Logistics surrounding IVDs can also play a key role in garnering the high margin projections that help companies secure venture capital. For example, Heesen says, reimbursement is a major issue. Many people will pay out of pocket for these tests, so there is a greater likelihood that providers will see returns, and they do not have to rely on insurance or federal programs like Medicaid. He believes reimbursement will remain an increasingly important issue for investors.
Still, Gary Kurtzman, MD, who teaches entrepreneurship in life sciences in the Health Care Systems Department at the Wharton School of Business, University of Pennsylvania, says that there is some historical bias against investing in diagnostics. “There were a lot of missteps, and investors didn't make the returns they expected, so diagnostics lost a lot of its luster for investors.” However, he says that while some might never overcome their historical biases, “it is inevitable that diagnostics are becoming a big part of the healthcare paradigm.

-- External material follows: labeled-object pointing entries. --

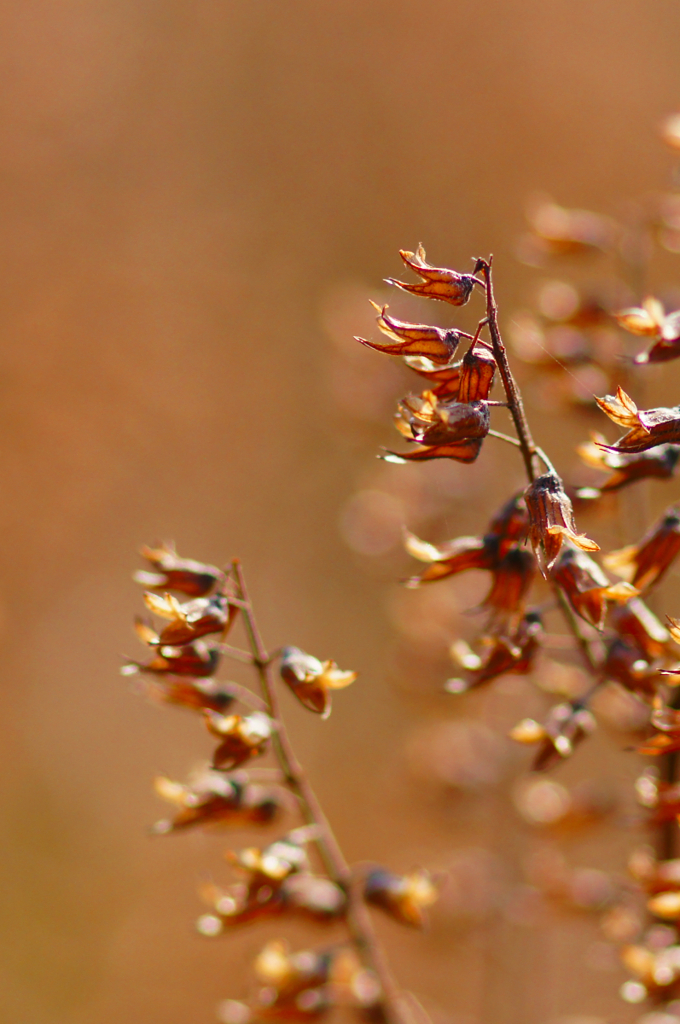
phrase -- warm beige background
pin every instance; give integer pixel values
(182, 186)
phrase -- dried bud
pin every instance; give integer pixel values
(626, 664)
(312, 680)
(432, 343)
(437, 283)
(510, 524)
(197, 694)
(453, 557)
(646, 428)
(192, 620)
(566, 725)
(477, 370)
(466, 452)
(196, 659)
(404, 897)
(427, 420)
(586, 587)
(512, 580)
(645, 563)
(283, 857)
(305, 895)
(514, 653)
(659, 464)
(551, 519)
(212, 798)
(173, 572)
(242, 737)
(444, 381)
(650, 321)
(559, 231)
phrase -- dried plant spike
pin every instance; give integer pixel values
(242, 737)
(433, 343)
(405, 897)
(645, 563)
(172, 572)
(671, 131)
(551, 519)
(311, 680)
(437, 283)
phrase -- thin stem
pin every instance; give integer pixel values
(358, 921)
(511, 390)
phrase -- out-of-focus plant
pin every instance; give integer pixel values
(277, 881)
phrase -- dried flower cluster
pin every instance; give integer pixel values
(279, 879)
(540, 565)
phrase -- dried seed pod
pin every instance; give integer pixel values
(566, 726)
(560, 231)
(551, 519)
(477, 370)
(432, 343)
(212, 798)
(192, 620)
(196, 659)
(512, 579)
(172, 572)
(437, 283)
(466, 452)
(645, 563)
(657, 464)
(455, 556)
(197, 694)
(310, 680)
(646, 428)
(650, 321)
(405, 897)
(243, 737)
(636, 623)
(283, 857)
(586, 587)
(512, 653)
(444, 381)
(510, 524)
(427, 420)
(309, 896)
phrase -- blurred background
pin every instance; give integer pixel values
(197, 201)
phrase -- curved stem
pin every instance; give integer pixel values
(358, 921)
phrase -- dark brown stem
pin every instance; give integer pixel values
(511, 390)
(358, 921)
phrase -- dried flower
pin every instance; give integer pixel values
(197, 659)
(436, 344)
(565, 727)
(638, 625)
(404, 897)
(512, 653)
(172, 572)
(646, 562)
(650, 321)
(477, 371)
(194, 619)
(311, 680)
(212, 798)
(551, 519)
(659, 464)
(242, 737)
(437, 283)
(586, 587)
(452, 557)
(646, 428)
(559, 231)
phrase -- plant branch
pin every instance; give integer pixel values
(358, 921)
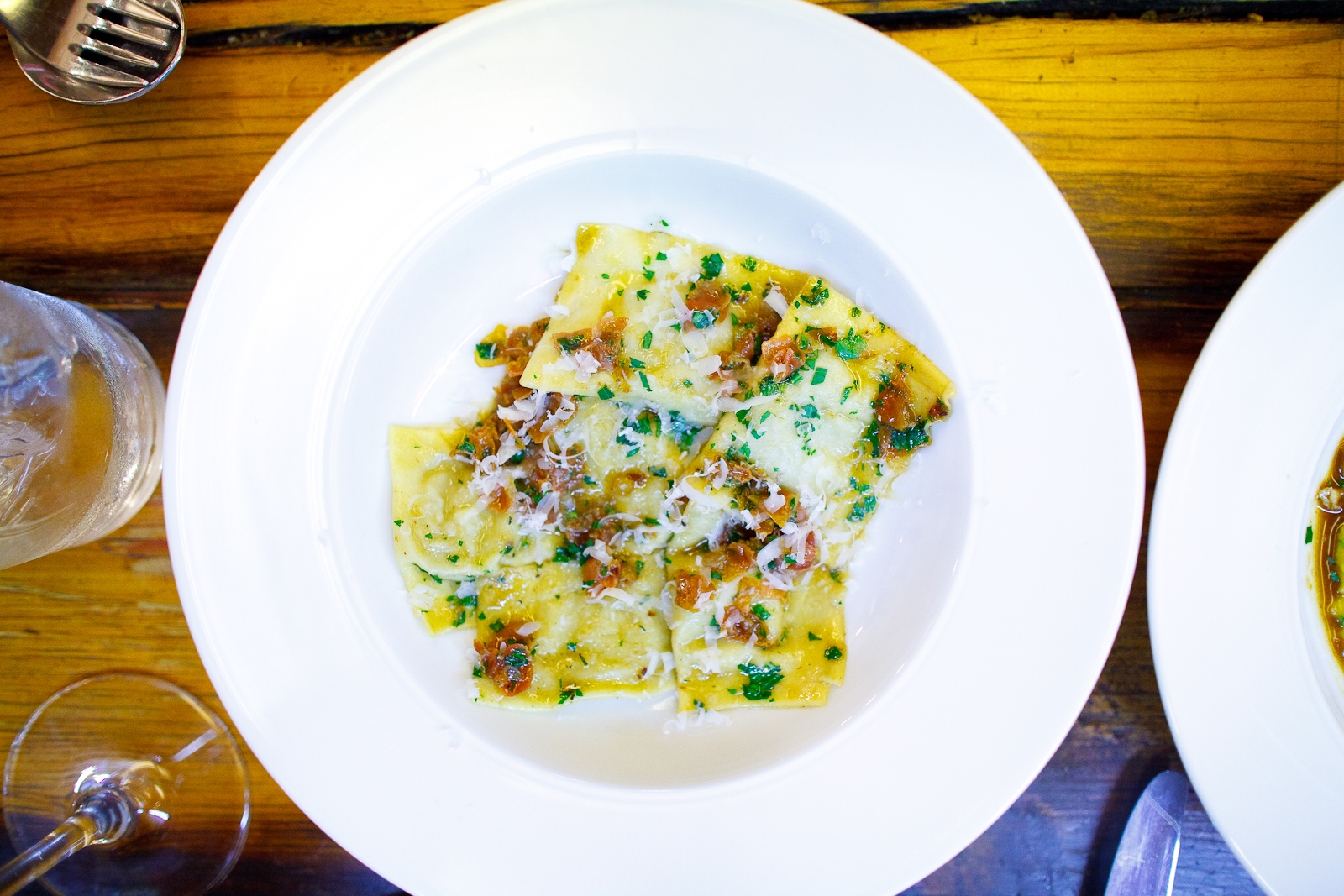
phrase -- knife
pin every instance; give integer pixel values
(1146, 862)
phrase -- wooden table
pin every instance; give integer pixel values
(1187, 140)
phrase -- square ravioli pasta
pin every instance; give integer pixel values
(543, 641)
(672, 322)
(669, 486)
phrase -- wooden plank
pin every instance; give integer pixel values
(205, 16)
(1186, 148)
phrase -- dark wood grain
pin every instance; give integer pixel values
(1187, 137)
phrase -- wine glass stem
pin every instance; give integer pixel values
(66, 840)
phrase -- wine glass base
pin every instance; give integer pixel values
(181, 846)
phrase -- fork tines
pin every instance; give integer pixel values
(144, 26)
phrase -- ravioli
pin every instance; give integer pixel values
(669, 486)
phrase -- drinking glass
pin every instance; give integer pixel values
(124, 783)
(81, 425)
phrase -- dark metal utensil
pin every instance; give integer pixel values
(97, 51)
(1146, 862)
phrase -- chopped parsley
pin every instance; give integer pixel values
(761, 680)
(711, 265)
(682, 430)
(817, 296)
(851, 347)
(705, 320)
(862, 508)
(569, 553)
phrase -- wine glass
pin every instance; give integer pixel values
(124, 783)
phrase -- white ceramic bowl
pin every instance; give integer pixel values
(433, 197)
(1254, 699)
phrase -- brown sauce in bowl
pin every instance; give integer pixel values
(1326, 535)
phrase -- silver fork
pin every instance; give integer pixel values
(121, 46)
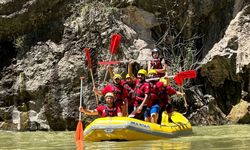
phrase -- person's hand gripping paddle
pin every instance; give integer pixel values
(115, 41)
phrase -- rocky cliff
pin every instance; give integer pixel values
(41, 51)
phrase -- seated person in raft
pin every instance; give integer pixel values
(106, 110)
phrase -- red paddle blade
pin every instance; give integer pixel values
(88, 57)
(79, 131)
(178, 80)
(187, 74)
(108, 62)
(115, 41)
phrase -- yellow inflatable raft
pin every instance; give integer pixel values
(129, 129)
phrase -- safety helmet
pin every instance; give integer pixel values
(117, 76)
(128, 76)
(142, 71)
(159, 85)
(109, 94)
(155, 50)
(165, 81)
(152, 71)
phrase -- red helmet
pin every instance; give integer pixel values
(159, 85)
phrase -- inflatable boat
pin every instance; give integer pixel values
(130, 129)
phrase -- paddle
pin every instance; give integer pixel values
(118, 62)
(178, 78)
(179, 81)
(79, 128)
(115, 41)
(90, 69)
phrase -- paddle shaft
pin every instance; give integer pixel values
(93, 82)
(106, 73)
(122, 61)
(80, 114)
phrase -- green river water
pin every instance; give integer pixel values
(227, 137)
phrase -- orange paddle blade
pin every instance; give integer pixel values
(79, 145)
(79, 131)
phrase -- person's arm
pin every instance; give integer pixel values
(88, 112)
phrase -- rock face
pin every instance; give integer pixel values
(227, 63)
(240, 113)
(41, 45)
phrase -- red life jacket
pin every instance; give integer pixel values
(117, 90)
(139, 92)
(156, 64)
(109, 112)
(130, 90)
(163, 97)
(154, 98)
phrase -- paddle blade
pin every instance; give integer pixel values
(108, 62)
(115, 41)
(79, 131)
(187, 74)
(178, 80)
(88, 57)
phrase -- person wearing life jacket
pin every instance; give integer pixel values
(116, 87)
(157, 63)
(129, 85)
(141, 94)
(165, 91)
(153, 108)
(106, 110)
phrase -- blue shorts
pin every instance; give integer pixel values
(152, 110)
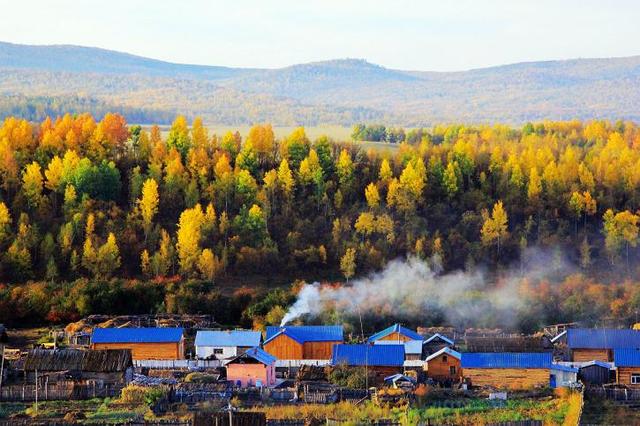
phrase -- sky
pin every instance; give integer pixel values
(413, 35)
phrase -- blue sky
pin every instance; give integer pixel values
(420, 35)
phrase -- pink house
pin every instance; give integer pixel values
(255, 367)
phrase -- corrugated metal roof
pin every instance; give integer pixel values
(560, 367)
(260, 355)
(506, 360)
(441, 337)
(411, 347)
(602, 338)
(396, 328)
(308, 333)
(244, 338)
(137, 335)
(372, 355)
(626, 357)
(447, 351)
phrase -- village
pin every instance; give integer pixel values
(187, 363)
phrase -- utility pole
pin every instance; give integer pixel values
(1, 370)
(36, 392)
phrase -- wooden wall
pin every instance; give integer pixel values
(583, 355)
(624, 376)
(595, 375)
(249, 374)
(284, 347)
(147, 350)
(507, 378)
(396, 337)
(439, 368)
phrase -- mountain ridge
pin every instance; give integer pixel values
(336, 91)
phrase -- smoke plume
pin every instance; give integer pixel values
(413, 289)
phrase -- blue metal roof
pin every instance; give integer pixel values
(372, 355)
(396, 328)
(259, 355)
(413, 347)
(506, 360)
(136, 335)
(243, 338)
(602, 338)
(626, 357)
(308, 333)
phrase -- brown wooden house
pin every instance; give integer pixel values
(380, 360)
(436, 342)
(144, 343)
(627, 362)
(302, 342)
(444, 366)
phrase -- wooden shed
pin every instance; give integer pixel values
(254, 367)
(381, 360)
(302, 342)
(586, 344)
(627, 362)
(144, 343)
(395, 333)
(223, 344)
(436, 342)
(444, 366)
(595, 372)
(507, 370)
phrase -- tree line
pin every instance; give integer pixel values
(85, 201)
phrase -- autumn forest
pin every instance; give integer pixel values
(107, 217)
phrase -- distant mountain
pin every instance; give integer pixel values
(331, 92)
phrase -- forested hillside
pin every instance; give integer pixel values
(343, 92)
(99, 216)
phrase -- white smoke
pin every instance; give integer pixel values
(412, 289)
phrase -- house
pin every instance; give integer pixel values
(253, 367)
(395, 333)
(381, 360)
(627, 362)
(508, 343)
(594, 372)
(302, 342)
(561, 376)
(444, 366)
(412, 348)
(507, 369)
(400, 381)
(144, 343)
(105, 367)
(436, 342)
(225, 344)
(586, 344)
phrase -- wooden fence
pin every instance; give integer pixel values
(58, 391)
(616, 394)
(228, 419)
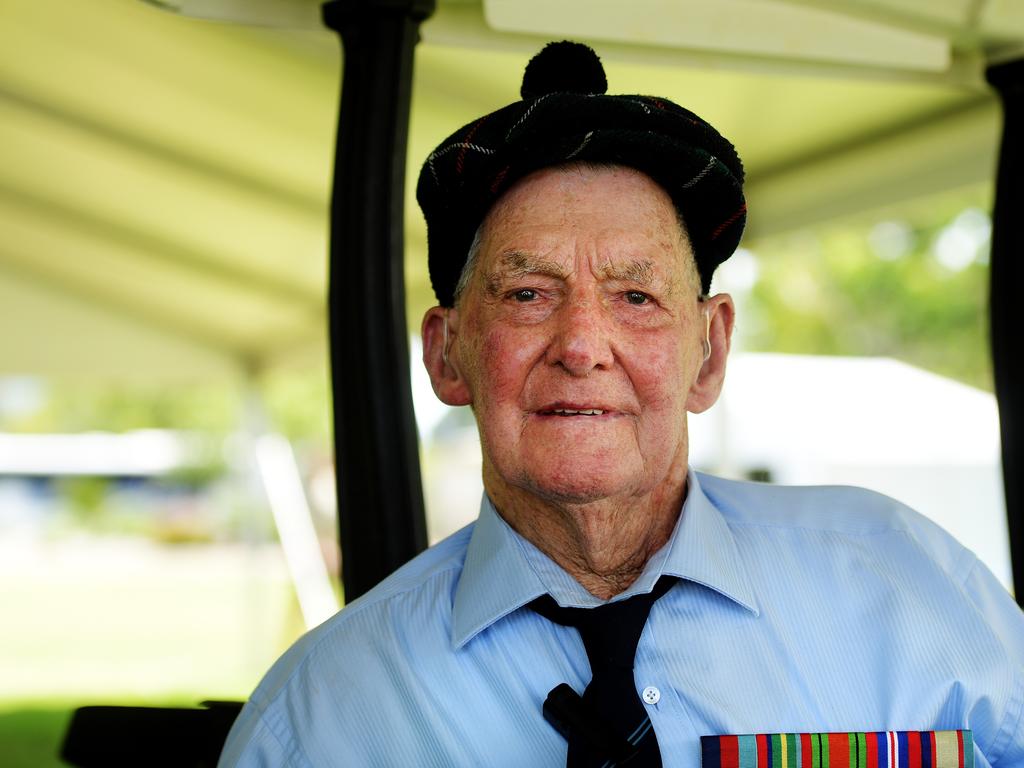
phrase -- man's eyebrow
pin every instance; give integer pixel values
(517, 264)
(641, 272)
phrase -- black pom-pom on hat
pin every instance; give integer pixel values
(563, 68)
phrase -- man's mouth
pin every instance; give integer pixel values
(565, 411)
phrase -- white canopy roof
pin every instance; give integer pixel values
(165, 179)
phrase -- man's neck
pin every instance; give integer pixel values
(604, 545)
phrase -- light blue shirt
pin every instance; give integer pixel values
(799, 609)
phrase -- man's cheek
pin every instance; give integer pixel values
(504, 359)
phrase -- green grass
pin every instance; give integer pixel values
(31, 737)
(130, 623)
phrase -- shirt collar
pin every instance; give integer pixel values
(504, 571)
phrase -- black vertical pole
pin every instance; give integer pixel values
(380, 497)
(1007, 276)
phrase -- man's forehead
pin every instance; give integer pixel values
(514, 263)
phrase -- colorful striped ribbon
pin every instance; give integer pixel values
(855, 750)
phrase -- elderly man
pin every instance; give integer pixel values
(609, 605)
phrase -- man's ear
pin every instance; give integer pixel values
(439, 331)
(720, 315)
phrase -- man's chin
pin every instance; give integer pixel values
(576, 491)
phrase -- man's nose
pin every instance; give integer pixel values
(582, 341)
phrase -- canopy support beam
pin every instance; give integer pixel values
(1006, 278)
(381, 517)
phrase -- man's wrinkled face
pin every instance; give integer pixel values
(578, 340)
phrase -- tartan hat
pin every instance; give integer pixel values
(564, 116)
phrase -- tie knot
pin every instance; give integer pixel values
(609, 632)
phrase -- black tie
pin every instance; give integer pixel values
(609, 725)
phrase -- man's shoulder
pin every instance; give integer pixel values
(843, 511)
(421, 588)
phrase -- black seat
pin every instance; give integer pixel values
(115, 736)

“Diagnostics represent 5% of healthcare spending, but drive about 75% of costs. So diagnostics are here, but the question is more one of traditional venture return,” adds Kurtzman, who is also vice president of life sciences for Safeguard Scientifics Inc.
Kurtzman adds that the typical, old-school venture capital model expected 10-fold returns, but that the dynamics are now shifting. “Maybe the expectation should be a 3–5-fold return, and you can do that in diagnostics,” he says.
From an investment standpoint, the critical issue remains how to make money. “Investors no longer like the model of having to invest $200–300 million to get a drug developed,” says Kurtzman. Compared to investing in therapeutics, “diagnostics can be a less expensive investment and yield a more timely return.” Kurtzman believes that easier tests, such as tests that determine how a patient will respond to a particular drug, will do well, because those tests are less difficult to develop and tend to earn much higher margins.
Jay says that investors want to know what problem a company solves with the information its diagnostic test gives. Investors next want to know about the value that the information gained from the test provides, and the accuracy of the test, including its specificity and sensitivity. Finally, investors want to know how defendable the test is. For example, how tight is the patent? Is the price point for the test justifiable and maintainable?
While venture capital firms have a deliberate focus and look at how well a potential test would complement their current strategic partnerships, IVD entrepreneurs and startups that have their ducks in a row and can answer key questions for investors have the greatest chance of securing capital and forming mutually beneficial partnerships.
“Entrepreneurs have to look specifically at what fits their needs, because the benefit isn't just the money venture capital companies can provide,” Heesen advises, “it is also the expertise.”